Le pouvoir du câlin de 20 secondes
L’amour est le carburant de l’enfant. Pour recharger les batteries émotionnelles, Isabelle Filliozat rappelle l’importance du contact physique. Un véritable câlin (se serrer dans les bras) doit durer environ 20 secondes pour permettre au corps de sécréter de l’ocytocine. Cette hormone, souvent appelée « hormone de l’amour », aide à faire fondre le stress, la colère et l’énervement, permettant à l’enfant (et au parent !) de retrouver son calme.
Un enjeu global : des 1000 premiers jours au climat
Les convictions d’Isabelle Filliozat dépassent le cadre familial. Son expertise a d’ailleurs été sollicitée pour la COP 30. Le lien avec le réchauffement climatique ? Des enfants élevés sans violence, avec empathie et qui apprennent à réguler leurs émotions, deviendront des adultes responsables, non dissociés de leur environnement, et moins enclins à la surconsommation ou aux addictions.
Tout se joue dès le départ, notamment durant les 1000 premiers jours (de la conception aux 3 ans de l’enfant), qui constituent les fondations neurologiques et physiques sur lesquelles l’individu va se construire pour le reste de sa vie.

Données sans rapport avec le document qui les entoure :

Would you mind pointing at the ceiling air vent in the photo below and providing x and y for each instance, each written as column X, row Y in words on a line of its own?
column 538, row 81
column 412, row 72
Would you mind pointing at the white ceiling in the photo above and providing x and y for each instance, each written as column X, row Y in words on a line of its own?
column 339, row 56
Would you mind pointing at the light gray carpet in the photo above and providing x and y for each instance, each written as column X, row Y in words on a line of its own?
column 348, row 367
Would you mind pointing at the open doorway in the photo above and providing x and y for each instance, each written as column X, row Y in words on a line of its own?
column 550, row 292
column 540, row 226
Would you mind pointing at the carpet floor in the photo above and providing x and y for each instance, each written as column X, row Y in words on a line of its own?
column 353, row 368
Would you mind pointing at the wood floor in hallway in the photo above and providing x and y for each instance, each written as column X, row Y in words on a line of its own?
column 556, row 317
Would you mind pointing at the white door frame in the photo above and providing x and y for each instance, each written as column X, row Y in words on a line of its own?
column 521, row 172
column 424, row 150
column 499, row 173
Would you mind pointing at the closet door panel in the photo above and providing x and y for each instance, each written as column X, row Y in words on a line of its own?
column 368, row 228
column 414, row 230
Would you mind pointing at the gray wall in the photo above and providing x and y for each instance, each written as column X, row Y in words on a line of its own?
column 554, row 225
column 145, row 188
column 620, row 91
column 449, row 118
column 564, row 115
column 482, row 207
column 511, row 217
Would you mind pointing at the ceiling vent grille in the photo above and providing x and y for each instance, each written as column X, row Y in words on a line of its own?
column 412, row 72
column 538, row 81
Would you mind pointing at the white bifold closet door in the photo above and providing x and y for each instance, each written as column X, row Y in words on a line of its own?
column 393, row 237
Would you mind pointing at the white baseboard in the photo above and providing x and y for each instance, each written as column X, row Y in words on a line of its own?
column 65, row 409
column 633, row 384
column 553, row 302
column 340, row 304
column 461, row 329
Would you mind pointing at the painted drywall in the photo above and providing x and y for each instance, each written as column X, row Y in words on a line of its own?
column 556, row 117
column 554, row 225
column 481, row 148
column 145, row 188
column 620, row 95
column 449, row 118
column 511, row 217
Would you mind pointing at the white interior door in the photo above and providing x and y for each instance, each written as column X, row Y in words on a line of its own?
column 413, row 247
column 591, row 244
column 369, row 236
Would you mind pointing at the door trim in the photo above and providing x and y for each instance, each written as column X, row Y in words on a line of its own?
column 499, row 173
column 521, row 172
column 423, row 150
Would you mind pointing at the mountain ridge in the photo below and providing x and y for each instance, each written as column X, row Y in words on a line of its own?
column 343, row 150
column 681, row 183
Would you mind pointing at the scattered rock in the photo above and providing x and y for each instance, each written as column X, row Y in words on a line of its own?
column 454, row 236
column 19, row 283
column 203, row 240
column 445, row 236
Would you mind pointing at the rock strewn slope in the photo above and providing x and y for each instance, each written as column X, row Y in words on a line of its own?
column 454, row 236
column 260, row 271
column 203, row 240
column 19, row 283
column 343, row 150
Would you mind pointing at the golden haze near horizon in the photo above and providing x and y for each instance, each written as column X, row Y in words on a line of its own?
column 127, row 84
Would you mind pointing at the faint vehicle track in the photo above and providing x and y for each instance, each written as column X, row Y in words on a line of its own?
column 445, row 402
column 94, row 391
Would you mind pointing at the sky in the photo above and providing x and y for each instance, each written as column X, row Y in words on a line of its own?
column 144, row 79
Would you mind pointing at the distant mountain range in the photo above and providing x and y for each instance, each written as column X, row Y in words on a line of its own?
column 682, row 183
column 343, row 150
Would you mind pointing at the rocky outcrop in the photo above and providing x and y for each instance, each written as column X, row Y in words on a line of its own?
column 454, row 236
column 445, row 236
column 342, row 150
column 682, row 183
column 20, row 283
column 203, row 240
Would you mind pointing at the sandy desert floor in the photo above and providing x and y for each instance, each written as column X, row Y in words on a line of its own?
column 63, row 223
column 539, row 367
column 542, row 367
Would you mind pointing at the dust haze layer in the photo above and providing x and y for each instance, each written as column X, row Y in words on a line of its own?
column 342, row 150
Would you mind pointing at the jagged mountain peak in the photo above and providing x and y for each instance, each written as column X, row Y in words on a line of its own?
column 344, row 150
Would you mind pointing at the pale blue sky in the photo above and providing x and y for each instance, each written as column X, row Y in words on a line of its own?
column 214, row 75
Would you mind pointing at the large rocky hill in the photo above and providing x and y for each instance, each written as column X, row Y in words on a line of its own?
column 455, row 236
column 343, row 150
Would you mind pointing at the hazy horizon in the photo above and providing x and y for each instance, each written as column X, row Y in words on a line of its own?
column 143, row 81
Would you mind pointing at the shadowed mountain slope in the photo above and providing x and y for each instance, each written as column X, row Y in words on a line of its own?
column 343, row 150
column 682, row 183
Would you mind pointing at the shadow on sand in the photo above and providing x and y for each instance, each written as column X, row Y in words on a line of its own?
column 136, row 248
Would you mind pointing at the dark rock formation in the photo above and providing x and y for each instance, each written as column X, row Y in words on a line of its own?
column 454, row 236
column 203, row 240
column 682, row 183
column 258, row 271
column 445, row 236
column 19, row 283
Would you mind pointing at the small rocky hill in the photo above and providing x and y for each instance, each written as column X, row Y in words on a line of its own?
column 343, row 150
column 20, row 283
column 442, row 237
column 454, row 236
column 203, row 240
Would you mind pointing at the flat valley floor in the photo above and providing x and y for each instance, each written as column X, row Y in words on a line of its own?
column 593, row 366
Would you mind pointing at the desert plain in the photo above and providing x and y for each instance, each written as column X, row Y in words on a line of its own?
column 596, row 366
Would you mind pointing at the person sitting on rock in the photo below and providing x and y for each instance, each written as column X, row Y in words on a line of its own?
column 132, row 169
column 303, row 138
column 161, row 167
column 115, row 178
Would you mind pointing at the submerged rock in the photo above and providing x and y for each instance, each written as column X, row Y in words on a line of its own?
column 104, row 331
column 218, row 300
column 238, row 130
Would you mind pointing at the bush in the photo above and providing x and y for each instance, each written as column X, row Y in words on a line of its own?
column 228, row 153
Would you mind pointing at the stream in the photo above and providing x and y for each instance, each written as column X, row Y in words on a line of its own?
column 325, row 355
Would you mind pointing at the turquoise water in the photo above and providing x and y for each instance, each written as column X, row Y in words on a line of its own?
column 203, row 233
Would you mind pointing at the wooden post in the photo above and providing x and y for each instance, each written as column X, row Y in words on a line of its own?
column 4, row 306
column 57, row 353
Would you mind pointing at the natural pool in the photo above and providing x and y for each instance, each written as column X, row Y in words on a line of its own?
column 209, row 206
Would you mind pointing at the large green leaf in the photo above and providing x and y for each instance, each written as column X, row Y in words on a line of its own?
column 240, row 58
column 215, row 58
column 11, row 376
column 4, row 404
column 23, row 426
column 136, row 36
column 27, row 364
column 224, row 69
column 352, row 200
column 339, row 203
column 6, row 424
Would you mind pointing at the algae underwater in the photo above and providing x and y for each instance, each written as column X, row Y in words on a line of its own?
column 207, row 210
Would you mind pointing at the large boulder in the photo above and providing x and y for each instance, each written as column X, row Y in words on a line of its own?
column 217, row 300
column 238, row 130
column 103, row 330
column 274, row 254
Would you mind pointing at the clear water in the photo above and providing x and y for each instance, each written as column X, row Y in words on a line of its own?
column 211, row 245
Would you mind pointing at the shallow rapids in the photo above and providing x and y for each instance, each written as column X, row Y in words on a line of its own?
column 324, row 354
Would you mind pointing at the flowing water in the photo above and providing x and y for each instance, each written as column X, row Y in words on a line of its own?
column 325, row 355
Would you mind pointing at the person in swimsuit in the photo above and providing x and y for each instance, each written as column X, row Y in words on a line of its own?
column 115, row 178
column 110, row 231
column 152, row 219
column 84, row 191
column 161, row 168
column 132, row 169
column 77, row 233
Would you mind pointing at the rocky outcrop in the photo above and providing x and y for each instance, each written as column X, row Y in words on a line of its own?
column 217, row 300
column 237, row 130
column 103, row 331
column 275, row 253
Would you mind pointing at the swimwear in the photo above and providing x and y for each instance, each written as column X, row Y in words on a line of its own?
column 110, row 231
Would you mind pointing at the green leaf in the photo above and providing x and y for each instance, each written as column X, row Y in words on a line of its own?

Une confidence touchante et un conseil de prévention
En fin d’interview, la psychothérapeute livre une anecdote personnelle forte. Enfant, lors de visites chez un cousin légèrement plus âgé, elle a été impliquée dans des jeux sexuels inconfortables (comme le strip-poker). Bien qu’ayant des parents psychologues extrêmement à l’écoute, elle n’en a jamais parlé.
Elle en tire une leçon cruciale pour tous les parents : il ne suffit pas d’avoir une relation ouverte. Il faut poser des questions précises. Ne vous contentez pas d’un « Est-ce que tu as bien joué ? », mais demandez : « À quoi avez-vous joué ? » et surtout « Est-ce que tu as fait quelque chose avec ton cousin qui t’a mis inconfortable ? ». Les enfants ont besoin que l’adulte ouvre la porte pour oser parler.